Method: A prospective trial of fibular osteotomy was performed in 16 consecutive TAR (13F/3M), mean age 67 (41–82). All operations were performed by the same surgeon, as described by the inventor of the procedure, Dr. Frank Alvine, MD. After completion of the syndesmotic fusion, the fibula was exposed proximal to the proximal syndesmotic screw. An oblique osteotomy of the fibula was performed. Importantly, the angle of the cut was made such that the proximal fibula was trapped by the distal cut surface. The osteotomy was directed from medial distal to lateral proximal. All cases were followed until radiographic and clinical signs of healing were seen.

Results: Union occurred in all cases, with a mean time to fusion of seven weeks, with six patients achieving union within five weeks. No patient developed pain at the osteotomy site. All osteotomies showed signs of radiographic healing and none of these were symptomatic. There were no neuromas related to this procedure, and no patient experienced sensory changes along the nerve distribution. One patient developed symptomatic prominence of the screw on the medial malleolus and was asypmtomatic after implant removal.

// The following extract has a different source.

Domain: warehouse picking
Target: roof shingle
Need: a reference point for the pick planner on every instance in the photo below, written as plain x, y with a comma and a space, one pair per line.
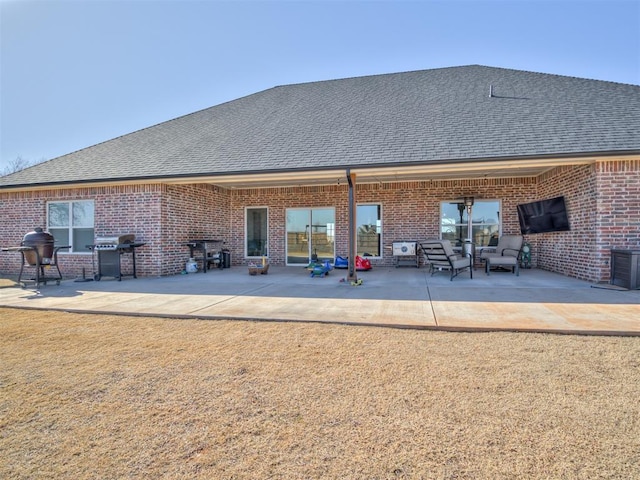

Conclusion: The addition of a fibular osteotomy resulted in a 100% rate of syndesmosis fusion. We postulate that the osteotomy is successful because it removes the micromotion at the syndesmosis, which occurs with loading of the intact fibula. As the fibula only functions as a lateral strut in patients with an Agility total ankle, we felt that the osteotomy would cause minimal if any concerns. Our findings corroborate our hypothesis in that all the fusions were successful and none of the patients experienced secondary problems related to the osteotomy. We would recommend this technique as an adjunct to standard ankle replacement using the Agility system.